School for Stars is a 1935 British romance film directed by Donovan Pedelty and starring Fred Conyngham, Jean Gillie and Torin Thatcher. It was written by Pedelty and Charles Austin, and made at British and Dominions Elstree Studios as a quota quickie.

== Preservation status ==
The British Film Institute National Archive holds a press-book but no film or video materials.

==Plot==
Joan Martin is waitress in a country road-house with dreams of becoming a famous star. When a customer drops £30 in front of her, she tells him such a sum would completely change her life. He gives her the money and she enrols at a London theatrical school. Although unhappy there, she wins the Beginners' Prize of £40, noticed by the patron of the school, who turns out to be the road-house customer. He persuades her to stick the course out, and she finds romance with fellow-pupil Frank Murray.

==Cast==
- Fred Conyngham as Frank Murray
- Jean Gillie as Joan Martin
- Torin Thatcher as Guy Mannering
- Peggy Novak as Phyllis Dawn
- Ian Fleming as Sir Geoffrey Hilliard
- Frank Birch as Robert Blake
- Winifred Oughton as Mrs. Dealtry
- Victor Stanley as Bill
- Geraldo as himself
- Effie Atherton
- Phyllis Calvert
- Rosamund Greenwood

== Reception ==
Kine Weekly wrote: "The material is very thin and artificial in effect, but direction is competent and the picture is technically quite good. Useful for quota purposes but not likely to be received very enthusiastically. In a very artificial role Jean Gillie shows to advantage. She is graceful as a dancer and has distinct possibilities."

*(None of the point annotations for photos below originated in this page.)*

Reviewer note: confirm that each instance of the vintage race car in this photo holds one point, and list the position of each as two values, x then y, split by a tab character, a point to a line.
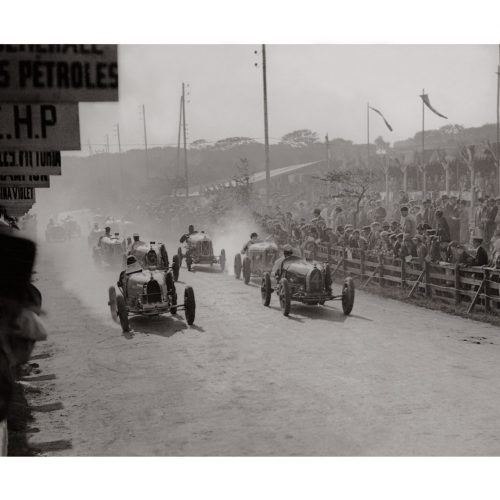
258	259
148	291
109	251
72	228
155	254
55	233
199	250
93	237
301	281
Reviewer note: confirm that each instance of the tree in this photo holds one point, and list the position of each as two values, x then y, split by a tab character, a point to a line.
300	138
351	185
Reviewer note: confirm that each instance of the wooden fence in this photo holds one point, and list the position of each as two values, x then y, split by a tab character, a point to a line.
452	283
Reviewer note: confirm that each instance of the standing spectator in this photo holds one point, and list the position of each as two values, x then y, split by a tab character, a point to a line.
408	224
463	218
428	213
442	228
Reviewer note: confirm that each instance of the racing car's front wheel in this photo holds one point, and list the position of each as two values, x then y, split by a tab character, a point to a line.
112	303
176	267
189	305
265	289
122	313
348	296
237	266
222	260
285	297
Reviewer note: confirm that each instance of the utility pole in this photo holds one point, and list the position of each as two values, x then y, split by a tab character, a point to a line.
266	126
327	143
120	165
145	140
368	140
118	136
184	134
423	149
178	165
498	121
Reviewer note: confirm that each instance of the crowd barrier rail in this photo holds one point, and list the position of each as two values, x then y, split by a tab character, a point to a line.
452	283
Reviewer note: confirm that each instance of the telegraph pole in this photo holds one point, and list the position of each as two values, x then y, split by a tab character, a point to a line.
184	134
178	165
145	140
498	121
118	136
266	126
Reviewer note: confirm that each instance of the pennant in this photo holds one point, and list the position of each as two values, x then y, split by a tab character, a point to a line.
425	98
383	117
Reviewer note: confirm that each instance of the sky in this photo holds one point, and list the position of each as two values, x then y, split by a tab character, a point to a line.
324	88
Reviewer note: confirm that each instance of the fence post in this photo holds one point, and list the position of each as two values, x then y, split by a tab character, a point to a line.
381	270
427	268
458	297
487	304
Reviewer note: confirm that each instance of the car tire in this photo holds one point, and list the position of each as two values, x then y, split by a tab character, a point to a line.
122	313
189	305
112	303
348	296
222	260
176	266
247	269
237	266
265	289
285	297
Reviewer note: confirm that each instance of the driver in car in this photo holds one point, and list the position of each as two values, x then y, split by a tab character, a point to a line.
254	238
277	270
185	236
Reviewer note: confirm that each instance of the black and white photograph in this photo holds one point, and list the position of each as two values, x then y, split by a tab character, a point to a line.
246	249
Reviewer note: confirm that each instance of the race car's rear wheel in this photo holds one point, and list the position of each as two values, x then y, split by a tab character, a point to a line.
265	289
222	260
189	305
173	310
285	297
122	313
112	303
247	269
348	296
176	267
328	279
237	266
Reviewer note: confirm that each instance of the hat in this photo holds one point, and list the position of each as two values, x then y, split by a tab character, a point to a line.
18	256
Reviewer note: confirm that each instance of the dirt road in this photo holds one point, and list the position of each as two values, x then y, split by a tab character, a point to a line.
391	379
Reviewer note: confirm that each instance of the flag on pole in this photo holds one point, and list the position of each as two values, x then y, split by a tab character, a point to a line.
383	117
425	98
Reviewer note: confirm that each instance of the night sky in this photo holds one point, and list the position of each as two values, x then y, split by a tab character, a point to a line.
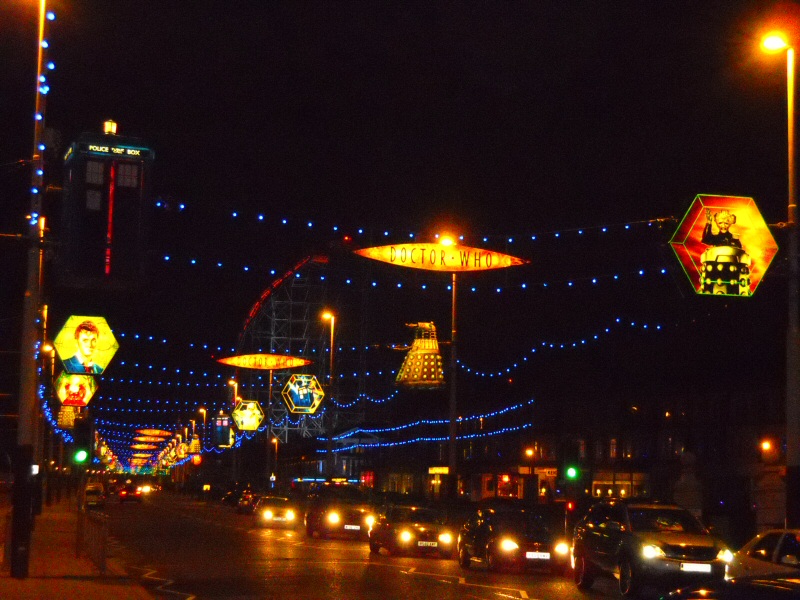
502	120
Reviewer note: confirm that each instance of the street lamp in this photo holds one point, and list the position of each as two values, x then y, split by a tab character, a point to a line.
446	240
777	42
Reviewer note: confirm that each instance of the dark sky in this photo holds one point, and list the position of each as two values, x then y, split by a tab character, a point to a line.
508	119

The Daily Film Renter wrote: "Naive material and uninspired direction make it difficult for subject to achieve conviction. Acting for most part indifferent. Quota offering for uncritical audiences only."

Picture Show wrote: "Jean Gillie makes a charming heroine in this fragile little comedy of a waitress who joins an academy of dramatic art. Although the idea has not been developed to its best, it is pleasant enough light entertainment."